Desmet G, Brazier M, Cerutti J, Chany C, Arnould-Guerin M L
Laboratoire d'Hormonologie, C.H.U., Amiens, France.
Eur J Drug Metab Pharmacokinet. 1991;Spec No 3:348-51.
The short chain fatty acids, especially butyric acid salts have interesting biological properties. In some cases, transformed cells can recover a normal phenotype and in animal, butyrate salts increase antitumor resistance. Butyrate may be considered as possibly useful for antitumor therapy. But these products exhibit two essential disadvantages which restrict their clinical use in man: high concentrations required to achieve therapeutic effects and rapid excretion with short half life. In order to optimize the clinical use of butyrate, we studied a n-butyric acid ester obtained with xylitol selected for its physiological and metabolic inertia. Structure determination of tributyryl xylitol was carried out by mass and NMR spectrometry (MW = 344). The low toxicity and the antitumor effects of this ester, especially in association with Corynebacterium parvum and interferon, confirm its therapeutic interest. The slow excretion of this prodrug should make butyrate clinical use easier by preventing extensive systemic metabolism and metabolic side-effects due to cations of butyrate salts.
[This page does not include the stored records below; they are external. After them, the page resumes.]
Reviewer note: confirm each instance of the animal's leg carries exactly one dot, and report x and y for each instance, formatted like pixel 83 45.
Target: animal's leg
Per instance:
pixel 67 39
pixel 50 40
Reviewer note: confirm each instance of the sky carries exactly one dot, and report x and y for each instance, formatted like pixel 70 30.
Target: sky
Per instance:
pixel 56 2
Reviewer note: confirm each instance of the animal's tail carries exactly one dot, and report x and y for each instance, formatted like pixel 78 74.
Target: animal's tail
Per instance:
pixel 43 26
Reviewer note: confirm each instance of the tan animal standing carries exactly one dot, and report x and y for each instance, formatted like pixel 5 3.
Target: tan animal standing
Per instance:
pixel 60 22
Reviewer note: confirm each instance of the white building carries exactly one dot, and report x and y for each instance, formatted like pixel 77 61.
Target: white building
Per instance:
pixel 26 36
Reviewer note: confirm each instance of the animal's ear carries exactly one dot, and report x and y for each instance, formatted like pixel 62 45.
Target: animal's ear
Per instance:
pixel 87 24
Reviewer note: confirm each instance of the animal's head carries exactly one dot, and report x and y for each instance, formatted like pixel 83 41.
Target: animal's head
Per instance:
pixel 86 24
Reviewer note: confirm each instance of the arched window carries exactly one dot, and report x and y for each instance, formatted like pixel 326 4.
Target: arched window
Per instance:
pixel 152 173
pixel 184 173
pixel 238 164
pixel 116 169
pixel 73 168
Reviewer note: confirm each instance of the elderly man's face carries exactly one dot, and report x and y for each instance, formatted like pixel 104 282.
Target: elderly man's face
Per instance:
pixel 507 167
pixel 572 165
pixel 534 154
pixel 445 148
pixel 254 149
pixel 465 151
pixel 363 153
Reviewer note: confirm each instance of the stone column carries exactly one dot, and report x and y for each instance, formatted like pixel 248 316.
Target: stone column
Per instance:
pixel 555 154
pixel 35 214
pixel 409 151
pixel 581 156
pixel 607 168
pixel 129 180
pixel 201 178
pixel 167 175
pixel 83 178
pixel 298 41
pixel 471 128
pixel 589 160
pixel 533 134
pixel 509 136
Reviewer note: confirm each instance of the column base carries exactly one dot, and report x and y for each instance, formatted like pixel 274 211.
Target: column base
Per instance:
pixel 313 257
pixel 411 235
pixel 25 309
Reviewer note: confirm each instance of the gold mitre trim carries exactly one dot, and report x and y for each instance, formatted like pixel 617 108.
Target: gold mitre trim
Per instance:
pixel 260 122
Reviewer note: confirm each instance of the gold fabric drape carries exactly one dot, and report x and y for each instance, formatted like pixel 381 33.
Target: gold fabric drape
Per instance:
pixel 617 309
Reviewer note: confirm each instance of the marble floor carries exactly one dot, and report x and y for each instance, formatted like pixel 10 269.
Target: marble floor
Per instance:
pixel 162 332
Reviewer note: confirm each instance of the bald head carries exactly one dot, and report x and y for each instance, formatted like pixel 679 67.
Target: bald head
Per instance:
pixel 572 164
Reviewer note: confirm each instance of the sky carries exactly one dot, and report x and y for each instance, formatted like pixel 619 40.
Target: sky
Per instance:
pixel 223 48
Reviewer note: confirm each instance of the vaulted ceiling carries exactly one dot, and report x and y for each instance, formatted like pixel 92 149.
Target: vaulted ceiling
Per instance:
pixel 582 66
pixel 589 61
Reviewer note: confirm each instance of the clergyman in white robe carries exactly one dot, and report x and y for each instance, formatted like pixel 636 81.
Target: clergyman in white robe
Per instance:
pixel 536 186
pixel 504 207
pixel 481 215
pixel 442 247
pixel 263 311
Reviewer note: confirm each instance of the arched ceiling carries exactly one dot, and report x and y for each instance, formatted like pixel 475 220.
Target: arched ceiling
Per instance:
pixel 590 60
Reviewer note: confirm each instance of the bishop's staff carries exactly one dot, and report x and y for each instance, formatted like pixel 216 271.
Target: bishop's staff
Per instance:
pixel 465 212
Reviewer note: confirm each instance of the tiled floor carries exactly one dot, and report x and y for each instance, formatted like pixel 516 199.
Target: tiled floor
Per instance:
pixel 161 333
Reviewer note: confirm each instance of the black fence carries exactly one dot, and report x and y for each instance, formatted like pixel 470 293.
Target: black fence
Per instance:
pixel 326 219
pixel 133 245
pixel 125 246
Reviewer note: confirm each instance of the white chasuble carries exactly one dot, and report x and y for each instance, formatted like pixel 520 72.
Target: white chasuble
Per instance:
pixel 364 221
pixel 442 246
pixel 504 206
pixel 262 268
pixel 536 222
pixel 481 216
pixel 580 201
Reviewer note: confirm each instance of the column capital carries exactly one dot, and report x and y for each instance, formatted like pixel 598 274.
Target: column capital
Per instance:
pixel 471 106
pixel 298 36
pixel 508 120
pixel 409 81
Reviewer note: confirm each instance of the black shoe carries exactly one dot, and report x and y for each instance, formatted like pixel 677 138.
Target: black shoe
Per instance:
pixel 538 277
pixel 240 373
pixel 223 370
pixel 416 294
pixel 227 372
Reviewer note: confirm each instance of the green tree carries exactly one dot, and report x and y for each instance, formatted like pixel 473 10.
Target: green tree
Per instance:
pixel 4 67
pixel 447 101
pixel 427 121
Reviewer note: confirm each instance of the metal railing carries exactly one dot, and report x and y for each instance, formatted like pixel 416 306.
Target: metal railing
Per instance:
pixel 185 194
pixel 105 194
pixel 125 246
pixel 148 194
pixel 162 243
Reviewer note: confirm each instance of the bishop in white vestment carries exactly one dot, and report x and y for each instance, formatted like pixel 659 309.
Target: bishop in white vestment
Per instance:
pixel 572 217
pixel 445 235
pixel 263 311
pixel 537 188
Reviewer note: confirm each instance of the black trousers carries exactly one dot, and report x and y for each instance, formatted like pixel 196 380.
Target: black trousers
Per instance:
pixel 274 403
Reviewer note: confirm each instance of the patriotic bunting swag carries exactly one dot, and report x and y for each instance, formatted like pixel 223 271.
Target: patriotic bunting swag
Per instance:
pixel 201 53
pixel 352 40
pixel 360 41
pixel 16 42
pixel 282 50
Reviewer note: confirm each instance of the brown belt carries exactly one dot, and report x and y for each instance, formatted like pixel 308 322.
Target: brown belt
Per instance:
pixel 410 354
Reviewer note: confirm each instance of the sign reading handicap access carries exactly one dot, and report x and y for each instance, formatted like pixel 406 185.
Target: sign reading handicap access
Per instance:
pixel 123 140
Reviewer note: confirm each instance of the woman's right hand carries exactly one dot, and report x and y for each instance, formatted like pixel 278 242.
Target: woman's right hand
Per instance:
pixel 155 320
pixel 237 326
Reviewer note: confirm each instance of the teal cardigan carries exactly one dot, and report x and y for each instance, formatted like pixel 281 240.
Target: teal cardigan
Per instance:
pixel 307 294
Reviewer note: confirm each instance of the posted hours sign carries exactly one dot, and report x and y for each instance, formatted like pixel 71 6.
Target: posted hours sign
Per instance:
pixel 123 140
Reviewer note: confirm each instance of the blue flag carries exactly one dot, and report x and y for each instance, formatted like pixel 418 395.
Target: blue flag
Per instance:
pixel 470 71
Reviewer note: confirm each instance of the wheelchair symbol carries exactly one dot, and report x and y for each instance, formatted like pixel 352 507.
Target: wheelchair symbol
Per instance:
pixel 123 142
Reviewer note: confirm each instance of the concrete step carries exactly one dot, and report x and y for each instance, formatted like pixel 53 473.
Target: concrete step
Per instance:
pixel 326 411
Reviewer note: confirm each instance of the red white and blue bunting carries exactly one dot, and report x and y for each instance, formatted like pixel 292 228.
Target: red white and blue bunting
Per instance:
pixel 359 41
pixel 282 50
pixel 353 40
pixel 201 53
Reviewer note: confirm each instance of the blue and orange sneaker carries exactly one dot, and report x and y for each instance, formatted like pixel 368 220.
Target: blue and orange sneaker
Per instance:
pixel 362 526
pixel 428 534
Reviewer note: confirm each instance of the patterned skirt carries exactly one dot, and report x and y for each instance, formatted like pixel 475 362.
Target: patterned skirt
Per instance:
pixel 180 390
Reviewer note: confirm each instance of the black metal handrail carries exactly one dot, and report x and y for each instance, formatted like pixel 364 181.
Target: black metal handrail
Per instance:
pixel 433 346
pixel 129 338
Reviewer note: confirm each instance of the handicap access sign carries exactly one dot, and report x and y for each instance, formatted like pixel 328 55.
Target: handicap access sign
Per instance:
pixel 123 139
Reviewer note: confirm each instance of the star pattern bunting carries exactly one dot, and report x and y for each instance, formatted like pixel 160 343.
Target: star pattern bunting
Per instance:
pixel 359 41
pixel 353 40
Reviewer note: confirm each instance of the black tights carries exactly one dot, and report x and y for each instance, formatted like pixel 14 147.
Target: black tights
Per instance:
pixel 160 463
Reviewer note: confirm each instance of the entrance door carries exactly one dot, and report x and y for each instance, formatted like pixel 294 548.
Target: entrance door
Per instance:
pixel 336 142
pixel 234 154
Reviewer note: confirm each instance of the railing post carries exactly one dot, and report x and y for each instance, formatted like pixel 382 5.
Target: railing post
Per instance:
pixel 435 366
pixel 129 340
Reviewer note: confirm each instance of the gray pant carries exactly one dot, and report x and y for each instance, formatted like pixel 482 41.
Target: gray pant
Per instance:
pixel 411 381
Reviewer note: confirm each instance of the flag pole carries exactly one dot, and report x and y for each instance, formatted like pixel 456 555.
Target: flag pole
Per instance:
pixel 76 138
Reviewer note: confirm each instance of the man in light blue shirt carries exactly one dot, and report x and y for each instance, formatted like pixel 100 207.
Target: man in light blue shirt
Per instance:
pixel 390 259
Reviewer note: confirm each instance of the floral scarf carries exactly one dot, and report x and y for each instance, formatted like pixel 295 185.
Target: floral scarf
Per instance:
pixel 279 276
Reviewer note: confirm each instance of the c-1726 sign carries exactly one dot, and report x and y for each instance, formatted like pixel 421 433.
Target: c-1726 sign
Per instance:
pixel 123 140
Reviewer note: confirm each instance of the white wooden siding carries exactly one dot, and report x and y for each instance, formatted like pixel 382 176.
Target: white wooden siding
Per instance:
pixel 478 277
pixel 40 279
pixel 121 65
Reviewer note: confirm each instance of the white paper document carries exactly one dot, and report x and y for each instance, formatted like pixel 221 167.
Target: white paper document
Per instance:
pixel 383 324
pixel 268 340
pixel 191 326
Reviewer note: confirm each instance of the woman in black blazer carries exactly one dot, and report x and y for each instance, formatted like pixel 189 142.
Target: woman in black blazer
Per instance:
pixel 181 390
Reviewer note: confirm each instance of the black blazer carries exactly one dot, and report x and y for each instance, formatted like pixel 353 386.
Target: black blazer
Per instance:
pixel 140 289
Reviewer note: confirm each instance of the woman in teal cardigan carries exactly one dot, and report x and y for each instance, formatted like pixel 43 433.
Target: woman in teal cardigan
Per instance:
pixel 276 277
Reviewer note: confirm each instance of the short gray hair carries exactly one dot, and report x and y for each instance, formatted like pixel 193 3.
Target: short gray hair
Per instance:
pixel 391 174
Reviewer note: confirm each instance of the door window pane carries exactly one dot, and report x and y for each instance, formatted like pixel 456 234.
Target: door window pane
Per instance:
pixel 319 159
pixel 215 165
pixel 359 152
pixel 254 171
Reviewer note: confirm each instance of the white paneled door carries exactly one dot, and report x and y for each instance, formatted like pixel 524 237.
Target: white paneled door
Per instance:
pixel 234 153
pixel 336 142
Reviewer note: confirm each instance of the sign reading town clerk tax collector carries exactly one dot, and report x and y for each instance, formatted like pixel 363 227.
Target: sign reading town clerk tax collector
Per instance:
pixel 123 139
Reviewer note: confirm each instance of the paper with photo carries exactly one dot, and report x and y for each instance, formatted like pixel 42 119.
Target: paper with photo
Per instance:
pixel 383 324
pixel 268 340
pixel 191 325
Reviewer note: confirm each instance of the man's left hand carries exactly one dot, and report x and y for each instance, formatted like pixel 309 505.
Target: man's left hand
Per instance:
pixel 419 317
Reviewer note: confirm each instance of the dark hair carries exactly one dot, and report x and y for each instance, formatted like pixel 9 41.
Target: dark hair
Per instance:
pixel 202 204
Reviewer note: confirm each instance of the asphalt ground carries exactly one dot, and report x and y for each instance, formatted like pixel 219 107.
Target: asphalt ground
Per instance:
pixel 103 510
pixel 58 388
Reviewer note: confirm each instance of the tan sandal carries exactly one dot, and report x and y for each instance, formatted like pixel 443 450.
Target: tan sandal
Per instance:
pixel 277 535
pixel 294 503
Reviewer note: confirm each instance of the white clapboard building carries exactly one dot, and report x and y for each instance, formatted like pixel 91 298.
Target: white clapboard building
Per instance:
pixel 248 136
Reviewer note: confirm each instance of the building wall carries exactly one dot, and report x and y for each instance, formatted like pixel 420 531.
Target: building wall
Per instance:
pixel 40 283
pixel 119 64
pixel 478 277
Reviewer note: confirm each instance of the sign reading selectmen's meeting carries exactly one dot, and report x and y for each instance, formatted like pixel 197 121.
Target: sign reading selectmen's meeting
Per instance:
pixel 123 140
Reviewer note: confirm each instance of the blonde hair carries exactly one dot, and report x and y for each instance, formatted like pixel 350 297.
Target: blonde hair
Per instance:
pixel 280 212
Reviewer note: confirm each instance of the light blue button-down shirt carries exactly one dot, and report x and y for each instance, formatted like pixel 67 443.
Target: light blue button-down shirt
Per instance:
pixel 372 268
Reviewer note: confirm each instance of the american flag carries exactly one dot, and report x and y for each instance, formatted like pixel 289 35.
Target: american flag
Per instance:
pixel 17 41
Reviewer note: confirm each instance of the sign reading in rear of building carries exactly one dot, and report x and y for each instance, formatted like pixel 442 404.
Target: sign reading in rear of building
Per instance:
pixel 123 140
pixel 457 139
短链脂肪酸,尤其是丁酸盐具有有趣的生物学特性。在某些情况下,转化细胞可恢复正常表型,在动物中,丁酸盐可增强抗肿瘤抵抗力。丁酸盐可被认为可能对抗肿瘤治疗有用。但这些产品存在两个基本缺点,限制了它们在人体中的临床应用:达到治疗效果所需的浓度高,且半衰期短、排泄快。为了优化丁酸盐的临床应用,我们研究了一种用木糖醇获得的正丁酸酯,选择木糖醇是因其生理和代谢惰性。通过质谱和核磁共振光谱法(分子量 = 344)对三丁酰木糖醇进行了结构测定。该酯的低毒性和抗肿瘤作用,尤其是与短小棒状杆菌和干扰素联合使用时,证实了其治疗价值。这种前药的缓慢排泄应能通过防止丁酸盐阳离子引起的广泛全身代谢和代谢副作用,使丁酸盐的临床应用更容易。